What chicken came out so-so. Everything on this thread is "Chuck Roast".

While you're here, John, Have you run across a "Pasteurization" chart in Fahrenheit??
All I have found are Celsius.

Bear


----------



## johnmeyer (Oct 17, 2017)

bearcarver said:


> What chicken came out so-so. Everything on this thread is "Chuck Roast".


It is in the second paragraph of the original post. He started by talking about other SV cooks he's done and
then said, "_First thing I did was chicken, turned out OK, not exceptional but tender, juicy and OK." _So, I was responding to that.


bearcarver said:


> While you're here, John, Have you run across a "Pasteurization" chart in Fahrenheit?? All I have found are Celsius. -- Bear


It depends on what you are looking for. There is this one that I've posted before:












20150610-sous-vide-chicken-guide-pasteurization-ch



__ johnmeyer
__ Dec 13, 2015





It shows pasteurization at different temperatures (in F), showing how long the food must be at that temperature in order to be safe.

Is this what you were looking for?


----------



## Bearcarver (Oct 17, 2017)

Not really,
The one I liked was a Box Table with the Type of food & the Thickness & the time it needs to be safe.

Did me absolutely No Good, because the Thicknesses were in "mm" and the Temps were in C°.
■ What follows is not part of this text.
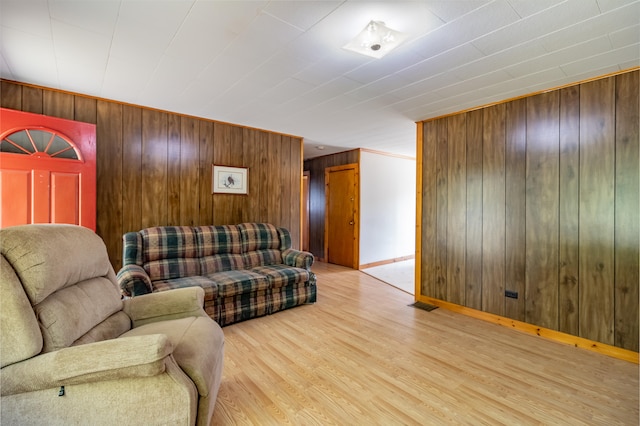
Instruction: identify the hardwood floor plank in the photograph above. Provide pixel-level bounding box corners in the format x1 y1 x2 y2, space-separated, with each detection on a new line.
210 262 639 425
Those two things, along with Soccer were not taught when & where I went to school.

Bear


----------



## johnmeyer (Oct 17, 2017)

bearcarver said:


> Not really,
> The one I liked was a Box Table with the Type of food & the Thickness & the time it needs to be safe.
> 
> Did me absolutely No Good, because the Thicknesses were in "mm" and the Temps were in C°.
> ...


OK, based on your description, I found this one:

Polyscience Temperature Guide


----------



## Bearcarver (Oct 18, 2017)

That's more like it, John!  "Inches" & "°F"
Saved the Link.

Thanks.

Bear


----------



## smokeymose (Oct 26, 2017)

I haven’t been all that impressed with pork in mine, either, except for some Char Siu I made with pork shoulder. I think it has to do with the fat content. A long cook with beef (or butt) lets the fat meld with the meat. Next time cook first and then sear and see what happens. 
You might also let it cool just a tad before searing so you don’t overlook it on the grill....
BTW; What temp did you SV it?


----------



## smokeymose (Oct 26, 2017)

I meant over cook, not overlook. Sorry.


----------